Evernote users weren’t too pleased when the program fell victim to a major data theft two months ago, which compromised many users' email addresses and passwords. Two-step verification will not protect the Evernote servers from another such attack, but it will make it almost impossible for hackers to use stolen information against users.
For those not familiar with the process, a two-step verification system adds an extra layer of security beyond a simple password. Instead of just entering a username and password to log in to a service, users link their accounts with a favorite mobile device. Each time a user wants to log in to Evernote, he or she must also enter a unique verification code, which is sent to his or her gadget of choice.

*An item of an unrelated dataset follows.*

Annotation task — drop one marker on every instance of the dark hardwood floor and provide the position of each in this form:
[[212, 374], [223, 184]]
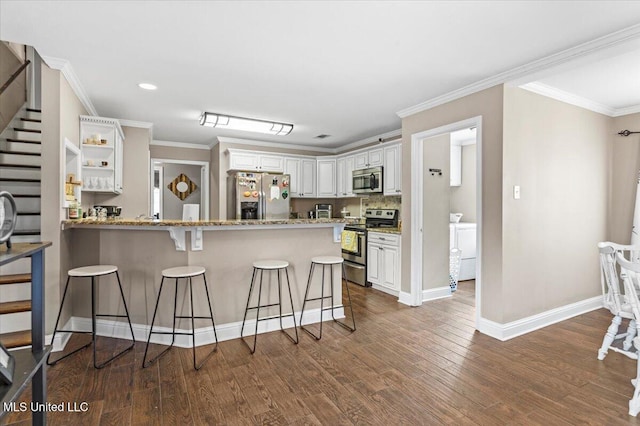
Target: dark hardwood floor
[[415, 366]]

It's not all good news, though: Because the process is optional, many users will likely never activate it, leaving them no less vulnerable than before. Furthermore, the service is only available to Evernote Premium and Evernote Business Users, putting the majority of Evernotonians at a considerable security risk.
The company has promised to eventually roll out two-step authentication to all users, but it first wants to "optimize" the process with a smaller user base. Two-step verification is not a panacea for security ills; in fact, it can create very serious problems for users who don't adopt it.

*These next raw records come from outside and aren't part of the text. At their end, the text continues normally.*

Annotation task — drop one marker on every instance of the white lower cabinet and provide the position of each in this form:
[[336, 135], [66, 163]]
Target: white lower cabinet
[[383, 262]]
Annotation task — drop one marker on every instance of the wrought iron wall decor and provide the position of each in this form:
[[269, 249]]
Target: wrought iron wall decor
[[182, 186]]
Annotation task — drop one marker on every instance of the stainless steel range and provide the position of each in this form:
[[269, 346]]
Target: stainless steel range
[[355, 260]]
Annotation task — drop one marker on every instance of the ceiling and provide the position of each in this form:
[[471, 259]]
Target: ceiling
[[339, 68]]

If a hacker gets a hold of user information and activates two-step verification, it effectively locks the user out of his or her own account. Restoring a two-step-verified account to its rightful owner is much more difficult than restoring a plain-vanilla one.
The other two new security features will be available to all users right away. Evernote supports third-party add-ons, but these programs can work against a user if his or her account is compromised, as they generally store passwords. Users can now revoke permission for these add-ons, which will require users to re-enter their password the next time they launch Evernote. [See also: 7 Security Spring Cleaning Tips]

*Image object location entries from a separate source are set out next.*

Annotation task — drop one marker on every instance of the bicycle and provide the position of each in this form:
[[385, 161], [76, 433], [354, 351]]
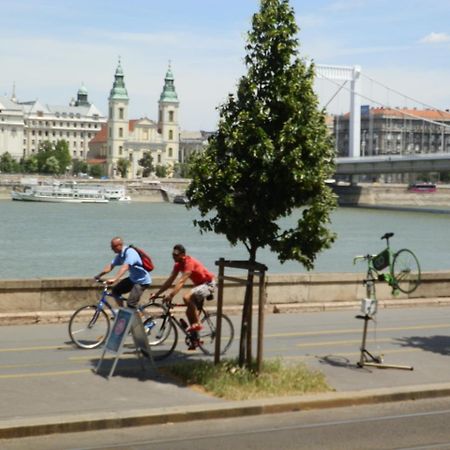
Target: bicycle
[[89, 325], [164, 327], [403, 272]]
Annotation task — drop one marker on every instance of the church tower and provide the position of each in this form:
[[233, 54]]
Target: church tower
[[117, 122], [168, 125]]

Access history, also available to all users, will also prove useful for victims of data breaches. This feature keeps track of a user's IP address and location each time he or she logs in to Evernote. If a hacker takes control of an account, the access-history feature will make finding the malefactor much easier.
Between stolen passwords and the VERNOT.A malware, which stole user information while drafting computers into a botnet, Evernote has not had a sterling security record lately. These three security additions will help, but until two-step verification hits the general user pool, Evernote users — and their information — continue to be at risk.